From 2cec957fc9e7d74c03bf4131bbc3228adc7993a6 Mon Sep 17 00:00:00 2001
From: Pascal Quantin <pascal.quantin@gmail.com>
Date: Sat, 24 Oct 2015 11:35:02 +0200
Subject: [PATCH] T38: fix a dereference of NULL pointer

Change-Id: I6d0a87e301145f43af0c0ccba44c1dbb2f84adb2
Ping-Bug: 9887
Reviewed-on: https://code.wireshark.org/review/11242
Reviewed-by: Pascal Quantin <pascal.quantin@gmail.com>
Petri-Dish: Pascal Quantin <pascal.quantin@gmail.com>
Reviewed-by: Peter Wu <peter@lekensteyn.nl>
Tested-by: Petri Dish Buildbot <buildbot-no-reply@wireshark.org>
Reviewed-by: Michael Mann <mmann78@netscape.net>
---
 asn1/t38/packet-t38-template.c | 64 +++++++++++++++++-----------------
 epan/dissectors/packet-t38.c   | 64 +++++++++++++++++-----------------
 2 files changed, 64 insertions(+), 64 deletions(-)
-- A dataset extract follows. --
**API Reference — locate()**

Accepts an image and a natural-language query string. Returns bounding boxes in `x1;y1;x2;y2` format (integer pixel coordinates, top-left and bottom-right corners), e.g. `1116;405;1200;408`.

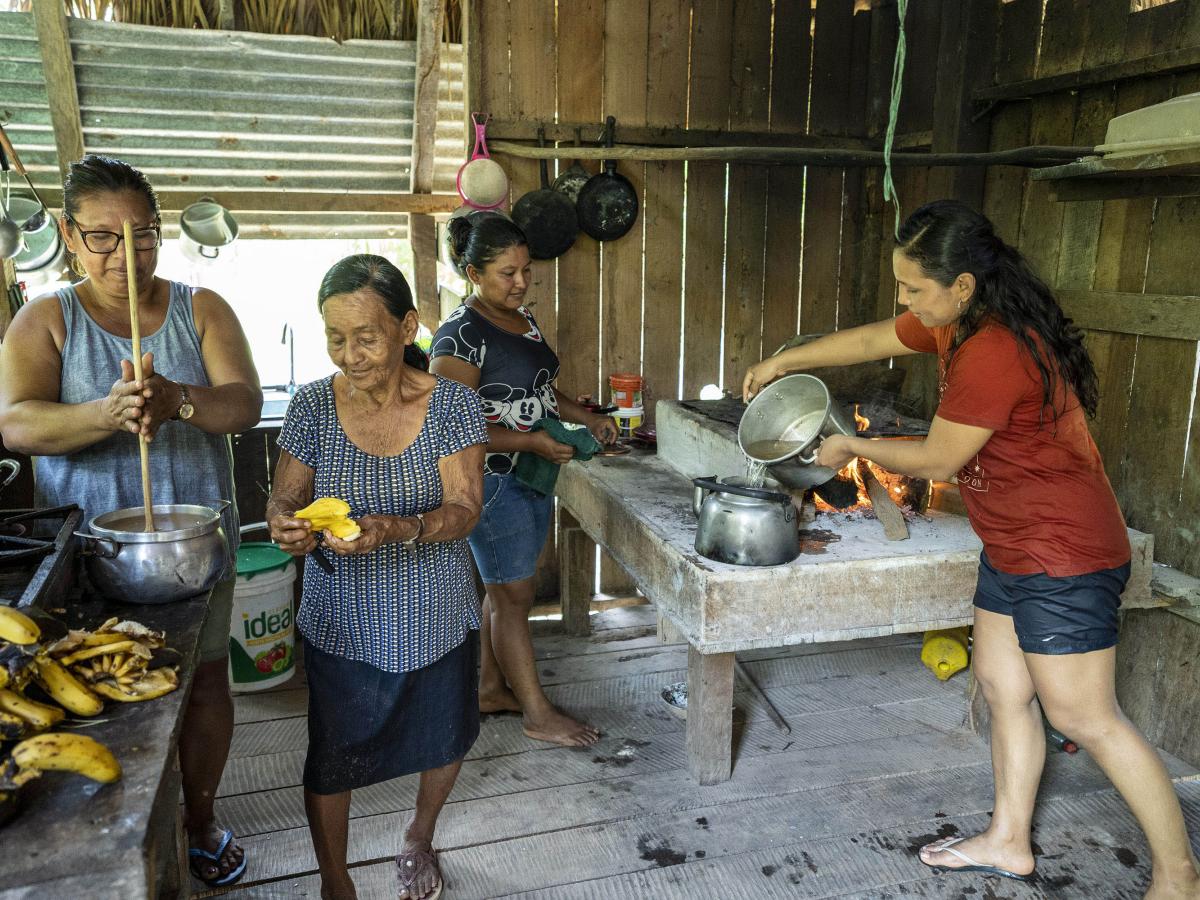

diff --git a/asn1/t38/packet-t38-template.c b/asn1/t38/packet-t38-template.c
index 58f943211e..eb209a1caf 100644
--- a/asn1/t38/packet-t38-template.c
+++ b/asn1/t38/packet-t38-template.c
@@ -428,7 +428,7 @@ init_t38_info_conv(packet_info *pinfo)
 	p_t38_conv = NULL;
 
 	/* Use existing packet info if available */
-	 p_t38_packet_conv = (t38_conv *)p_get_proto_data(wmem_file_scope(), pinfo, proto_t38, 0);
+	p_t38_packet_conv = (t38_conv *)p_get_proto_data(wmem_file_scope(), pinfo, proto_t38, 0);
 
 
 	/* find the conversation used for Reassemble and Setup Info */
@@ -445,38 +445,38 @@ init_t38_info_conv(packet_info *pinfo)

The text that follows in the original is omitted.